My interest in these technological play things is thus limited for now to the partnership role of technology in the freeing or inhibiting of the imaginative function, a rather paradoxical role, towards which end I have merely drawn upon the rudimentary gadgets that intruded upon, and contributed to the formative existence of the child – one, the kaleidoscope, the other, its problematic twin, the one I consider a usurper – the magic lantern, better known as the slide projector. In the mission of not only setting free, but actively propagating knowledge universally, there is no question which of the two has the practical advantage.
I readily concede that reality: my own field, which is Literature, and which is synonymous with communication, would be painfully restricted without technology. Online publication, for instance, has become a reality of our times. So is the iPad, plus its bewildering array of relations – iDad, iMum and whatever else! I even get asked the question – is our age witnessing the end of the book as we know it today? My answer is always ‘Not in the least’. The technological development poses only one problem for us writers: how to ensure that we collect our full royalty entitlements from online publication.
The extract from these beginnings is that the contest – and collaboration – between the two – in effect, between Sciences and the Humanities – provided, I suspect, the grounding for my holistic understanding of the creative process – in itself a near magical operation – and underscores my bewilderment at any effort that is geared towards placing bounds on the protean nature of both. Their contrasting roles notwithstanding, they have become partners as destroyers of boundaries and the liberation of the imagination – in short, a formidable team in the Humanities and the Scientific enterprise. The moveable type in printing revolution began it all centuries ago, literally freeing the word, and knowledge in general, from clerical cloisters. And today?
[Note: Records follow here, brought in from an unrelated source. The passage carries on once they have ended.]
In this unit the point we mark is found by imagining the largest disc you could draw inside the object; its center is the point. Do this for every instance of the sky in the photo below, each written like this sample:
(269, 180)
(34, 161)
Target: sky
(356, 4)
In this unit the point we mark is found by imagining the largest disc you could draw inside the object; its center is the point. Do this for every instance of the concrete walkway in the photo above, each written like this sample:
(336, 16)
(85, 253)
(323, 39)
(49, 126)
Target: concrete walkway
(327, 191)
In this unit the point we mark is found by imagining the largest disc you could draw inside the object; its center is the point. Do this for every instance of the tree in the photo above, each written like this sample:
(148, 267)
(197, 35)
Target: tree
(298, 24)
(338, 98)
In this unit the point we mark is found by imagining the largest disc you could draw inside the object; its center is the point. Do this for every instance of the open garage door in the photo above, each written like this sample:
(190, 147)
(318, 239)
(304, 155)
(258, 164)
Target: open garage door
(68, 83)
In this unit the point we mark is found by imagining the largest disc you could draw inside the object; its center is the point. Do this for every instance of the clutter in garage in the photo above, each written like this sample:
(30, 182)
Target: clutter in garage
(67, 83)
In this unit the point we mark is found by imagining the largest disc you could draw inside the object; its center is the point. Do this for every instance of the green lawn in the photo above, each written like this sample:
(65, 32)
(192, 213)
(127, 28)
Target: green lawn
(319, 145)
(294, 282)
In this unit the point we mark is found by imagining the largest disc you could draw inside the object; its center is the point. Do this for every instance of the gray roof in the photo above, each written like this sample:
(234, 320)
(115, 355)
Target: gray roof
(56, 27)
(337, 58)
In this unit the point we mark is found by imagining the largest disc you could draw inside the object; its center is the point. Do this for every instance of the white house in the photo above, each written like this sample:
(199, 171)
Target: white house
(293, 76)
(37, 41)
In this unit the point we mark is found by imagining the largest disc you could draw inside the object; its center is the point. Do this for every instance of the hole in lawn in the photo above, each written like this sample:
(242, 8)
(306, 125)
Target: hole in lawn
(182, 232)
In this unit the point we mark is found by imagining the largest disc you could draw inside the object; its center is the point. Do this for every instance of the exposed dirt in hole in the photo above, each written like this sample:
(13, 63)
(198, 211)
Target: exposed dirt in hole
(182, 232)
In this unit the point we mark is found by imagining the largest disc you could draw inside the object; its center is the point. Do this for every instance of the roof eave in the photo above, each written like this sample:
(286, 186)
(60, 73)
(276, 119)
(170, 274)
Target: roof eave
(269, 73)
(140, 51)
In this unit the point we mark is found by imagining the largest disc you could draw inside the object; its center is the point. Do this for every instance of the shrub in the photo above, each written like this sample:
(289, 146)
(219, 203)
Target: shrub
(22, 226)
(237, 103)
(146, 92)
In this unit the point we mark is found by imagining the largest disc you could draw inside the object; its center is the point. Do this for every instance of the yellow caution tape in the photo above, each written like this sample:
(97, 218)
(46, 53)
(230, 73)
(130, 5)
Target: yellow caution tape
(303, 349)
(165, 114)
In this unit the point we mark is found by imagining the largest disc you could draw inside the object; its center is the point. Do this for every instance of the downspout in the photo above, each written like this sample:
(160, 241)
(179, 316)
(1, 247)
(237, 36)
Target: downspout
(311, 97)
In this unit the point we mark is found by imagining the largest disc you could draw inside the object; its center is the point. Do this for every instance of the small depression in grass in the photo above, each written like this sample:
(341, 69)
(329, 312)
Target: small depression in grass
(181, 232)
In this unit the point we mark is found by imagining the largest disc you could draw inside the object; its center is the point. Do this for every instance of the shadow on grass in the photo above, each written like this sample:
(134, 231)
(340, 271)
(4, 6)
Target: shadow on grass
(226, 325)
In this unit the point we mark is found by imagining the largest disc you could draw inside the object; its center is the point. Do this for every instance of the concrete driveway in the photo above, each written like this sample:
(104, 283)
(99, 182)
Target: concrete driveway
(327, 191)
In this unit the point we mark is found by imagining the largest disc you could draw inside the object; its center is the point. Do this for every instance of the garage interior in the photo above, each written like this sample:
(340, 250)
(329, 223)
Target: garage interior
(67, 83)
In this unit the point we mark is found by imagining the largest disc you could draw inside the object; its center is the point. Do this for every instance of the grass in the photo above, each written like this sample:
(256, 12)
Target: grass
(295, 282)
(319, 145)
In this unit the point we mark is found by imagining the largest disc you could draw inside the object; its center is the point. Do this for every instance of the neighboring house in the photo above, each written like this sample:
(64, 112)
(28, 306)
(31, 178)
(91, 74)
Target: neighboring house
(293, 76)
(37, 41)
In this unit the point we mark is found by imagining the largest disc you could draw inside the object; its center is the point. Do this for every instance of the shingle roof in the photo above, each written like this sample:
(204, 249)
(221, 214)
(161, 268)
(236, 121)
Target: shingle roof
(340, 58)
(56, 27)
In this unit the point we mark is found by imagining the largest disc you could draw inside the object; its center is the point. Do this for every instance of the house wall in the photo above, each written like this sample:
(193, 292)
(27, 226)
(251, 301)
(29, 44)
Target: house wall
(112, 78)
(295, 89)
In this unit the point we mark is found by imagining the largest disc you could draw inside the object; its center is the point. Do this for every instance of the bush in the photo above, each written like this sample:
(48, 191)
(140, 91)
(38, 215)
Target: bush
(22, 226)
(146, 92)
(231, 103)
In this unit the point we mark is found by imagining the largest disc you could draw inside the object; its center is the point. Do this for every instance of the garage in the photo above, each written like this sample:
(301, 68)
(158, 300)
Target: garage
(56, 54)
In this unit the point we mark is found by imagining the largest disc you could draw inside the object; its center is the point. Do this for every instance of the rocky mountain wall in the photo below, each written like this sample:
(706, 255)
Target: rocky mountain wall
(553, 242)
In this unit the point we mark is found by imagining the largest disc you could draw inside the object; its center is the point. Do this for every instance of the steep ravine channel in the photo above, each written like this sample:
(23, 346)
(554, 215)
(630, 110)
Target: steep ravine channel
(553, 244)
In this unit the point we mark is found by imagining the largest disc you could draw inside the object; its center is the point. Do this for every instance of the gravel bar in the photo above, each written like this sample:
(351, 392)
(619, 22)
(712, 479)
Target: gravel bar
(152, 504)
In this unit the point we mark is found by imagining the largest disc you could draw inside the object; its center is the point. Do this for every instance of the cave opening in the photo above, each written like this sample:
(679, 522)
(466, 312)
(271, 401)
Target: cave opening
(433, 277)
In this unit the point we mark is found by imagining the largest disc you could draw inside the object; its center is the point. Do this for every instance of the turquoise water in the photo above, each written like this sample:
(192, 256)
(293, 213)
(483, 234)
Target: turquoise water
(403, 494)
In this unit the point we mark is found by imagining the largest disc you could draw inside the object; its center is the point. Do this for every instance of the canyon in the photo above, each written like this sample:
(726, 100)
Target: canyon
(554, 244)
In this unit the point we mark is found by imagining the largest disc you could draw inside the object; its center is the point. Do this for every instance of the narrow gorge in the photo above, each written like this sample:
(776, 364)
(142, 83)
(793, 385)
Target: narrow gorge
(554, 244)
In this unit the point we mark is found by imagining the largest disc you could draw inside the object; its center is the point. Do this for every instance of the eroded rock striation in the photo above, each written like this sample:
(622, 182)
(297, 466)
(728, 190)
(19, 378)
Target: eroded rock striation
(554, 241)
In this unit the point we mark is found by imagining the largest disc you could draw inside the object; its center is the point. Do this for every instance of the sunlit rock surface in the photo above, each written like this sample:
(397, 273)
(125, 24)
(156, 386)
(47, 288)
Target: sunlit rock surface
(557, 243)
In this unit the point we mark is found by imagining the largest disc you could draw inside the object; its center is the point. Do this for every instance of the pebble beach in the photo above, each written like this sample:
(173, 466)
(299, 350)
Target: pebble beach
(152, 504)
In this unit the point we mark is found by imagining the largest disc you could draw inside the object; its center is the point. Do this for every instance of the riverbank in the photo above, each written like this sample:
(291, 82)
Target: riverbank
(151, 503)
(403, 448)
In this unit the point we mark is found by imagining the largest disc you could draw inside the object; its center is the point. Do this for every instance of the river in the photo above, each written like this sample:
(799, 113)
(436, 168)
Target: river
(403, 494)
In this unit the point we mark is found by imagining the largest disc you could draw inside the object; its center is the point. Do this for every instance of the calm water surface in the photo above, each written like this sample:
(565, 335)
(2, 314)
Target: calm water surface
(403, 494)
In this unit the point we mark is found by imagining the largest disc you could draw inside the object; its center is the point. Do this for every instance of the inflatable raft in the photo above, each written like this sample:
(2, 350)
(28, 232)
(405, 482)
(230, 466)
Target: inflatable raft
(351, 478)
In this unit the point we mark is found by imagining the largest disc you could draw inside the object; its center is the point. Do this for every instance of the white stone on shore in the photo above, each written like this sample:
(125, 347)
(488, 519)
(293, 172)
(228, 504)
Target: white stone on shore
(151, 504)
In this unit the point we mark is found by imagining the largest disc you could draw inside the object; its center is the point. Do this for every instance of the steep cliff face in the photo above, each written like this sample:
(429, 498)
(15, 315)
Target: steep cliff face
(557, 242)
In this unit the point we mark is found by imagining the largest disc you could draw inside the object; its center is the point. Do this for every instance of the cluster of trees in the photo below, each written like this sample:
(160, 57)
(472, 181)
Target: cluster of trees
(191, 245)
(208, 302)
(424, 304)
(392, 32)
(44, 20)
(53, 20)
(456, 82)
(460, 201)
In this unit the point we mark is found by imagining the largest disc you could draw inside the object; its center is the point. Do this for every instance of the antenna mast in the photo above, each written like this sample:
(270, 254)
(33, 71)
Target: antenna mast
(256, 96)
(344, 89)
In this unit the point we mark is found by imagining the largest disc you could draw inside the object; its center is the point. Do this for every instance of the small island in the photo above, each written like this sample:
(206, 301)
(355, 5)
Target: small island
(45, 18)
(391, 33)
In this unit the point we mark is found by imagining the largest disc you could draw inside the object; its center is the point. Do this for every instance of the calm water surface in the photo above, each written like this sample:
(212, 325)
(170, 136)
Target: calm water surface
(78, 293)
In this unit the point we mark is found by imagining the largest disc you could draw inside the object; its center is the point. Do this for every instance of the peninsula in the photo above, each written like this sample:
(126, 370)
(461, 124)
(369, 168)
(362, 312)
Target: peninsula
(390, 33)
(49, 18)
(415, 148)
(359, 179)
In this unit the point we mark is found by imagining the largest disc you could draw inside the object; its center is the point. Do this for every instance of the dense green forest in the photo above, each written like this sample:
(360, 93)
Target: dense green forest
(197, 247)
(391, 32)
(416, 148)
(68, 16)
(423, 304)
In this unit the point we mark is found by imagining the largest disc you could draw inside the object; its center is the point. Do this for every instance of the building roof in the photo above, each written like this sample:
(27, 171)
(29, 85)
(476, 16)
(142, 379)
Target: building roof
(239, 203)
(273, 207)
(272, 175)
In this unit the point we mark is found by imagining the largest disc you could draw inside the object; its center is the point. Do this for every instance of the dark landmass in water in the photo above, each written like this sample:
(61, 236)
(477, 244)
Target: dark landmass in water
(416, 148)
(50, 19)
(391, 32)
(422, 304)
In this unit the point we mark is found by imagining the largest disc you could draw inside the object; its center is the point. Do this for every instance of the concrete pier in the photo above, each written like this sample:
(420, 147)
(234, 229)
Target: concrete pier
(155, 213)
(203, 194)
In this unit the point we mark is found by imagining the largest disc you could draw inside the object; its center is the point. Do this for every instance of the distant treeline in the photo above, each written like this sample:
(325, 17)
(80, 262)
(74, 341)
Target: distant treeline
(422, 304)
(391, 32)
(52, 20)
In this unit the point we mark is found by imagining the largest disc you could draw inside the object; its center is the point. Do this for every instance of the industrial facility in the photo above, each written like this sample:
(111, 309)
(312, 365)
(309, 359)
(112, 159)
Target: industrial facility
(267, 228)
We must be cautious. Remain on our guard. There are those who claim equal dedication to the elimination of boundaries – but for one sole purpose – the erection of even more rigorous boundaries against the limitless constituency of the mind. After all, some rampaging hordes of – I suppose we must call them – humanity – however else their acts define them, have taken to wading across national boundaries in floods of blood, breaking down national boundaries wherever a breach is on offer – such as troubled nations like Somalia. Or Syria, Iraq. If alarm had not been triggered off early enough, they certainly would have broken down the boundary between Mali and Nigeria.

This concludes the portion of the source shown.